Something Really Unusual Is Happening

american-dream-0904-01a An op-ed in today's New York Times in the form of an AIG resignation letter, and an article in this month's Vanity Fair, re-evaluating the American Dream, raise questions rather than offering overly simplistic answers.  Most interesting question: What do people think the Dream is?  If it's changing the world, then Dr King and Donald Trump could both be seen as people who achieved it, in spite of the wide qualitative chasm between the meanings of their lives.  If it's winning a popularity contest, then let's take Barack Obama and Jennifer Hudson too.  Throw in a little Lance Armstrong and any number of other folk known for triumph over adversity and you've got your American Dream right there.  Although if you look at the amazing photographs from the 1950s in the VF article you're quickly reminded that until not so long ago the Dream was nothing more than home ownership, a mid-sized family, and all the Coke you could drink.

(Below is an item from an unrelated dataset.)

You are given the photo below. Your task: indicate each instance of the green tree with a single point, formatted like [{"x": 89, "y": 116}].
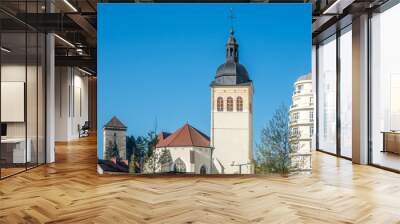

Was the American Dream always about one man making it big for himself and his family? (Let's not pretend that it was a gender-neutral dream.) Or was there something a little more, dare we say it, 'communitarian' going on under the surface?  Think about the Old West - whose colonisation was certainly one of the earliest incarnations of the Dream...Sure, people killed each other in the race to the frontier, but they may also have met each other's needs - shelter for the night, food when it was needed; people ultimately defining their units of concern more widely than a mythical nuclear family which did not yet exist.

As for today, whatever is really going on right now, the fact that a serious conversation about the moral dimensions of economics is not only underway in public, but not considered an embarrassment in polite company, well, it's a start.  Let me add my inflation-busting two-cents with a brief hypothesis: The American Dream is dead.  The rest of the world has an American Dream: one often hidden under antagonistic sentiment toward our misunderstood fifty-state brothers and sisters.  It's a dream that America might stand for what it has done so often in literary and cinematic myths: a tune that goes something like this:

We're-All-In-This-Together

The American Dream is dead.  But that doesn't mean we can't dream a new one.